Farm Futures magazine reports:
All eyes were on today’s World Agricultural Supply and Demand Estimates report from USDA, with the January release among the most hotly anticipated monthly editions. And it was indeed a market-mover after the agency showed lower-than-expected yield and production estimates for both corn and soybeans.
Corn futures soared over 15 cents to the highest levels since mid-June and soybean futures jumped to two-month highs after USDA’s final Crop Production estimates for the 2024 harvest came out well-below trade expectations, indicating global supplies may not be as burdensome as once thought.
Around midday, March corn futures surged 13 cents to $4.69 per bushel, after earlier touching $4.7250, the contract’s highest intraday price since June 20. March soybeans rallied 24 cents to $10.23 after reaching $10.3350, the highest since November 12. March SRW wheat was up 2.75 cents at $5.3675.
“Big drops caught a lot of people off guard,” according to Tyler Schau, partner with AgMarket.Net. “In corn, we were a full two bushels per acre lower than what any analyst had predicted. Soybeans also saw a much larger decrease in yield than what was expected.”
Quarterly stocks had corn and soybeans below analysts’ expectations, with wheat slightly above.
Corn
USDA slashed corn yield estimates by 3.8 bushels per acre to 179.3 bpa. That put analysts on their heels after offering an average trade guess of 182.7 bpa. That shoves total production estimates back below 15 billion bushels, with a new projection of 14.867 billion bushels.

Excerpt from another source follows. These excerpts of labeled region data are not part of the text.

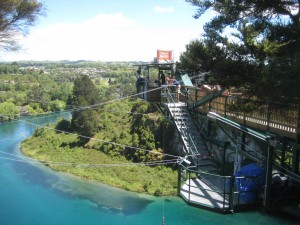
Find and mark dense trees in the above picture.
[180,0,300,105]
[0,0,44,50]
[69,75,99,140]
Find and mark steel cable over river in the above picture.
[0,114,298,225]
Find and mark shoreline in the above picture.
[20,131,177,196]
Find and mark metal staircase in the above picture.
[166,103,215,172]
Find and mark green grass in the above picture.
[21,129,177,195]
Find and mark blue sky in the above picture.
[0,0,210,61]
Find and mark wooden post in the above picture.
[292,106,300,173]
[263,139,274,211]
[177,165,182,196]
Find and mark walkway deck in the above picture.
[180,178,229,210]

“One of the things that we have talked a little bit about in some of our internal meetings that late dry and heat that we saw in a large swath of the corn growing area of the United States caused for some light test weight issues and also took the top end off of some yields,” Schau says. “I think that just takes time for the system to figure out, and the USDA has taken their time as they’re kind of known to do, but it just caught a lot of people off guard by taking almost four bushels off the yield estimate from the previous month.”
Soybeans
As with corn, USDA levied unexpected cuts to soybean yield and production estimates. The average yield eroded to 50.7 bpa, versus the average trade guess of 51.6 bpa. Production stumbled from 4.561 billion bushels in December down to 4.366 billion bushels. USDA attributed the downgrades to decreases in several key states, including Indiana, Kansas, South Dakota, Illinois, Iowa and Ohio.
Soybean ending stocks slid 90 million bushels lower to 380 million. The season-average price in the current marketing year held steady from last month, at $10.20 per bushel. Soymeal prices increased $10 per short ton to $310, while soyoil prices held steady at 43 cents per pound.

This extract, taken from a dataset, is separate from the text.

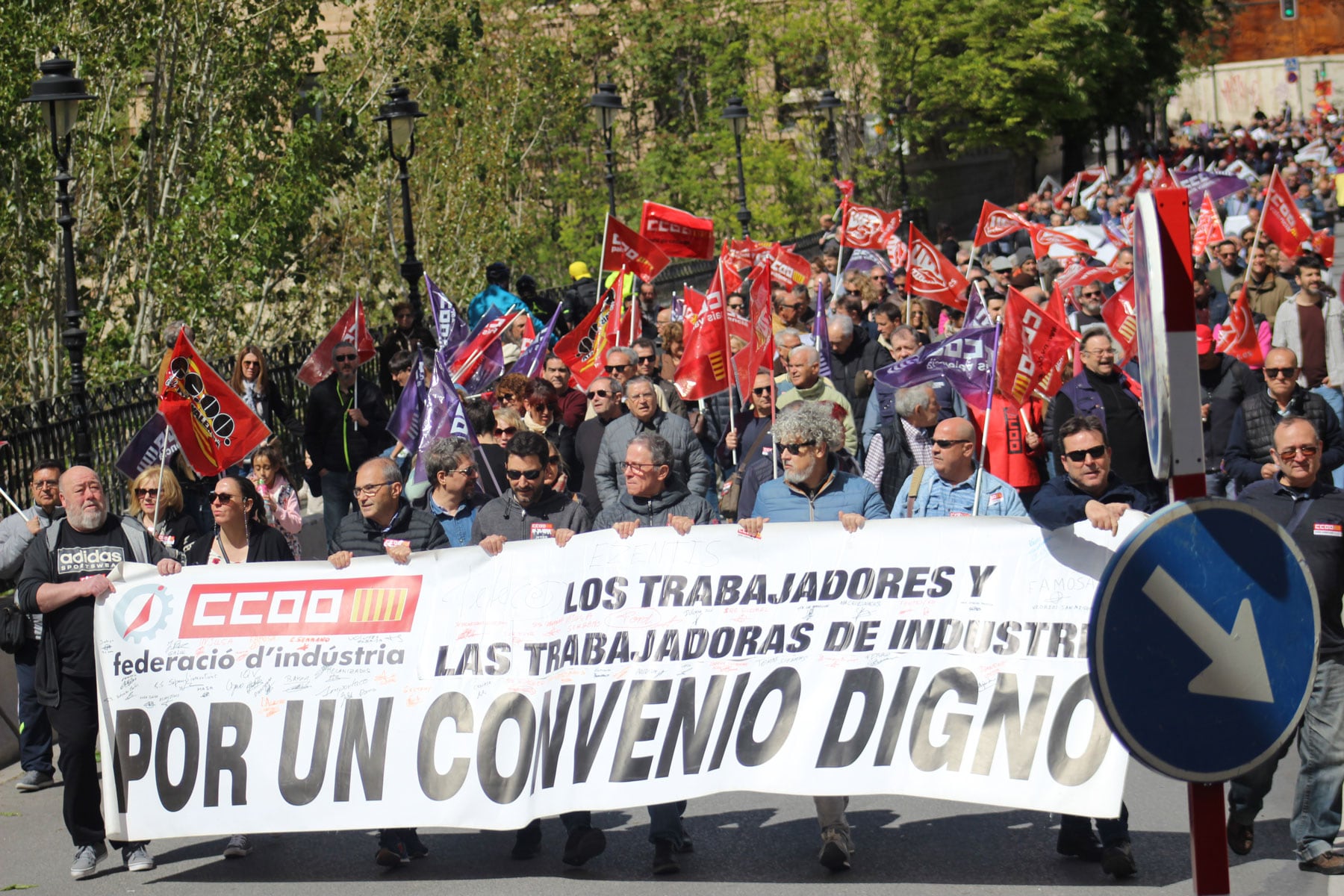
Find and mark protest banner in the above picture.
[96,514,1141,839]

In South America, USDA held its soybean production estimates steady, with Argentina at 1.911 billion bushels and Brazil at 6.210 billion bushels. There are more bearish and more bullish Brazilian estimates out there, but USDA’s projection would be a record-breaking volume, if realized.
Wheat
USDA’s new outlook for wheat noted “slightly larger supplies and domestic use, unchanged exports, and marginally higher ending stocks.” Supplies shifted 5 million bushels higher to 130 million on some hard red spring imports. Exports held steady at 850 million bushels, but USDA did note some minor offsetting by-class changes.
All told, 2024/25 ending stocks moved 3 million bushels higher to 798 million, which is a 15% year-over-year increase. The season average farm price faded a nickel lower to $5.55 per bushel.